Although cascade testing of close relatives has been shown to be an efficient and cost-effective method for identifying individuals at high risk of hereditary non-polyposis colorectal cancer and hereditary breast and ovarian cancer syndrome, rates vary significantly8,9. Uptake can be improved by addressing various ethical and social issues, such as privacy and protection of genomic data from being used against an individual’s insurance eligibility. “While the discovery of a pathogenic variant may inform screening approaches, there may also be unintended consequences in areas such as disability and life-insurance denials in the patient’s otherwise healthy relatives,” says Gomella.
Sharing positive test results with at-risk relatives is not always easy for patients. “Wanting to share, and being able to effectively communicate the information to family members so they are able to understand the importance of the results, are two different things,” says Pal. “As a health-care community, we should be developing tools to facilitate these conversations.”

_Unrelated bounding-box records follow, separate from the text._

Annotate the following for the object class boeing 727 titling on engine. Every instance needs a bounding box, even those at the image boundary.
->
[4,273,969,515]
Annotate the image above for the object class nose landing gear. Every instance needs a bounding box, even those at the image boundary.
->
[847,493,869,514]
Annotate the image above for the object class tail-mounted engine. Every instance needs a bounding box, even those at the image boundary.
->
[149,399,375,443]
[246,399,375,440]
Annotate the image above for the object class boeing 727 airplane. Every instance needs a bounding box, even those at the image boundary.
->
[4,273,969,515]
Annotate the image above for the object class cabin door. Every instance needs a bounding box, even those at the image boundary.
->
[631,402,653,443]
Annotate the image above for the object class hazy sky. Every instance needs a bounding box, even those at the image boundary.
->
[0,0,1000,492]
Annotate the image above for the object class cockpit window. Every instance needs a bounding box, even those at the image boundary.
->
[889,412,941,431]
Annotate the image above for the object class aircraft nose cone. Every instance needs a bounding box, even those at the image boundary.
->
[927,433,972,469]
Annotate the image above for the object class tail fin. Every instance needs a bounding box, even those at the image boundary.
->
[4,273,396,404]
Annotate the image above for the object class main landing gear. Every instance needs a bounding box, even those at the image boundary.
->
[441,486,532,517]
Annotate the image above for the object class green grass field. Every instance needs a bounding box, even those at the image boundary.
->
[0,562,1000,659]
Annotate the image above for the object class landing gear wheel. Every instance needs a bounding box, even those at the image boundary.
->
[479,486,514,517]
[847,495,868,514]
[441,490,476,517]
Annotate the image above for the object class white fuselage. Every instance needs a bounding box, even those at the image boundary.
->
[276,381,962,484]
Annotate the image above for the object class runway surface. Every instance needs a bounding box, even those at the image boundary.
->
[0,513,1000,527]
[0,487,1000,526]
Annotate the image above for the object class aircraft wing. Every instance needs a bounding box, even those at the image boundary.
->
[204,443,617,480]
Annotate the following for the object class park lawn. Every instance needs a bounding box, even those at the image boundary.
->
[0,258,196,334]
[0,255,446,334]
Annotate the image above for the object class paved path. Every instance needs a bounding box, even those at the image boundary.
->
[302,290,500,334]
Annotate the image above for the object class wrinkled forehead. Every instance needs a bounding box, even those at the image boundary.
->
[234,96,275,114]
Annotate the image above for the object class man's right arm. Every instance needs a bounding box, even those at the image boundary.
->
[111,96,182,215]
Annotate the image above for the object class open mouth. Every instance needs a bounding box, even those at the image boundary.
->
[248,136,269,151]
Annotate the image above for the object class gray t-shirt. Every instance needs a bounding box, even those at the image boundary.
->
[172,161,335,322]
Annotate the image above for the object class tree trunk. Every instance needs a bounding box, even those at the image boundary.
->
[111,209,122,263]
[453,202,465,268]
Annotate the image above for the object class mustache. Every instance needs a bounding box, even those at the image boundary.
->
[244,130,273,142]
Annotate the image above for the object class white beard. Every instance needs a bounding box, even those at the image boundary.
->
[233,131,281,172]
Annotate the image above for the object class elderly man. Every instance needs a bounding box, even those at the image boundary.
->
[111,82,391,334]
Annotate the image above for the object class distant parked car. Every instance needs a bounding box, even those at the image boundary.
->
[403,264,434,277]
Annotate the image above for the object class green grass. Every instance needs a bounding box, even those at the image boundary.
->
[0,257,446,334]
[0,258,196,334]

Genetic counselling is one of the major tools. Since the profession was first established in the United States in 1969, the number of trained counsellors has grown to more than 7,000 worldwide10. Counsellors have a crucial role in supporting families with genetic conditions: they help patients understand the implications of their test results, and discuss options with them for cascade testing or additional testing11. As advances in molecular medicine drive changes in testing guidelines to include more cancer patients in whom germline testing can be informative, AlDubayan suspects that the field is moving towards universal testing. “Testing all cancer patients could soon be justified as a cost-effective approach to improve cancer management,” he says.
More than a decade ago, Pal set up ICARE, a research registry for individuals interested in participating in studies focused on inherited cancer. Through this registry, research and clinical advances are regularly communicated to participants and providers. “As guidelines are updated, we inform our participants about changes that may be relevant to them or their family. We also contribute to the larger research mission through our own studies, and through collaborations with researchers worldwide — all with the goal of improving care and outcomes among individuals with inherited cancer predisposition,” she explains.
As inherited cancer risk calculations become more refined, reflecting the contribution of multiple genes and lifestyle risk factors, doctors will be able to implement more personalized preventive measures. Gomella reflects on the path ahead: “Our ability to potentially change the course of a disease that has not manifested, or that has no effective treatment, is a challenge that medicine and society will have to address as the technology evolves.”